Istakhri (died 346 Hijri) was from Istakhr (Estakhr) in Fars and traveled in Islamic countries.

Istakhri’s geographic work presents separate maps of Armenia, Aran (Aghvank) and Azarbaijan and gives names of cities in Aran: Beylakan (Pytakaran, Փայտակարան), Varthan (Vartanakert), Shamakhi, Shirvan, Shabran, Abkhaz, Qabalah (Kabalak, Կապաղակ), Sheki (Shakeh, Շաքէ), Ganja (Gandzak, Գանձակ), etc. and Bardhae (Partaw, Պարտաւ) as its capital. He cites Ardebil, Maragha, Urmia, Mianeh, Khuneh, Ujan, Dakharghan (Dehkharghan), Salmas, Khoy, Marand, Tabriz, Barzand, Varthan (Vartanakert), Mughan, Oshneh (Oshno), etc. as cities in Azarbaijan (Atrpatakan) and Ardebil as the capital of the same.

It’s interesting that Istkahri sometimes considers Neshwi (Nakhijevan) part of Azarbaijan (the real) and other times part of Armenia. This is because Nakhijevan would at times be assigned under the administration of real Azarbaijan. This fact can be abused by “Azeris” to claim Nakhijevan. This is misleading simply because at that time fake “Azerbaijan” did not exist and Aghvank and Azarbaijan (the real) were accounted for as separate entities, with Aghvank seen as part of Armenia. Istakhri’s account of the borders of Azarbaijan (the real) eliminates all doubts: “the limits of Azarbayegan are from Tarom to Zangan (Zanjan) to Dinvar (Dinawar) to Halvan up to the city Zur to Tigris and the borders of Armenia”. Note that according to Istakhri, real Azarbaijan has no borders with Aghvank.

Describing the language of the people of Azarbaijan (Atrpatakan) Istakhri says: “In these regions everyone speaks Arabic and Persian …the people of Ardebil speak Armenian. Around Bardha (Partaw) there’s a mountain and they have different languages”. About the language of the peoples of Aghvank he says: “Seventy and some groups live around that mountain (Darband H.) and each speaks a different language so that neighbors do not understand the language of one another”.

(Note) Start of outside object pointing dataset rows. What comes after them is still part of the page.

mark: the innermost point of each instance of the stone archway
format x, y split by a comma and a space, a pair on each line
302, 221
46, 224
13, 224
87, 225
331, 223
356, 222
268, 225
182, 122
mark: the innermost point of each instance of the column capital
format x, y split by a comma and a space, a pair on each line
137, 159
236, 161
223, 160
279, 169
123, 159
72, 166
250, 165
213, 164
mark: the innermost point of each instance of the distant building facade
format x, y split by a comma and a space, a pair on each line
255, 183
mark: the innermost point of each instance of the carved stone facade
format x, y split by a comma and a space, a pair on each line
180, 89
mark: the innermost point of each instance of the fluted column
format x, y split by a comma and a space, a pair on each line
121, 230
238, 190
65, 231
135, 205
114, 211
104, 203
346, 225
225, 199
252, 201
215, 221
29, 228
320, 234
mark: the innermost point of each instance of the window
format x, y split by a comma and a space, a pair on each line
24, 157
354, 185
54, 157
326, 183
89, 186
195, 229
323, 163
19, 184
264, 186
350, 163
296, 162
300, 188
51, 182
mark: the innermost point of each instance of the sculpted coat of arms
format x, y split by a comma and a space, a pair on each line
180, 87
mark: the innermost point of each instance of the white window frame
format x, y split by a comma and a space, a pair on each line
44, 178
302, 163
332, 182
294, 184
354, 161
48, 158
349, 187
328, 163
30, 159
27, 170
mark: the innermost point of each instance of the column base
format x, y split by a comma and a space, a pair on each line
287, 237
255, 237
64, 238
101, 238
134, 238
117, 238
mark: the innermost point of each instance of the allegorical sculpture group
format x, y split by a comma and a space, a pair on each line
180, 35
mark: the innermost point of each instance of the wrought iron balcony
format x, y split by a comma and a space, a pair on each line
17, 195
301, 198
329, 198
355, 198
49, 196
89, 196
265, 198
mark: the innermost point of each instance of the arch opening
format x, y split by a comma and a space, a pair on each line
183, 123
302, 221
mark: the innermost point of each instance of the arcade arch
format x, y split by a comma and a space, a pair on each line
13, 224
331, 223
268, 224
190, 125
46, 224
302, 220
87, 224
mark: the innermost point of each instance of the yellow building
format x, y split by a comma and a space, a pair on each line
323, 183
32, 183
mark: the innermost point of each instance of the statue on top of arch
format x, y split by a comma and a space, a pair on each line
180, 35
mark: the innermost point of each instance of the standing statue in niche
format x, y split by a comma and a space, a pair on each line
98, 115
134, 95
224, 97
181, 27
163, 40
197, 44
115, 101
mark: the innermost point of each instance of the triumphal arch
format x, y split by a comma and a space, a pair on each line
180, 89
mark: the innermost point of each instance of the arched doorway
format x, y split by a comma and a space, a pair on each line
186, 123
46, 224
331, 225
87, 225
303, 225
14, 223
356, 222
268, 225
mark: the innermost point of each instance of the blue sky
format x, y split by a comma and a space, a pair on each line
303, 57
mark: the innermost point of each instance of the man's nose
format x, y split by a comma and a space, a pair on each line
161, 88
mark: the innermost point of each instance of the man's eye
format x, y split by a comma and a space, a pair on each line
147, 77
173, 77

An interesting point in Istakhri’s book is that he also confirms: “the language of the Khazars is similar to Turkish and no other people speak this language”, a proof that not only in Azarbaijan (Atrpatakan) and Armenia, but also in Aghvank not a single soul could understand a word of Turkish in those days. ●

Ibn Rosteh (mid 9th-early 10th centuries AD)
ابن رسته
Full: Abu Ali Ahmad ibn Omar ibn Rosteh
ابو علي احمدبن عمربن رسته
Work: Al A’laq an Nafiseh
الاعلاق النفيسه

Written around the end of the third century Hijri, the late third or early fourth century Hijri Isfahani geographer Ibn Rosteh confirms Aghvank as being a province (Khoras = province, from Greek) of Armenia.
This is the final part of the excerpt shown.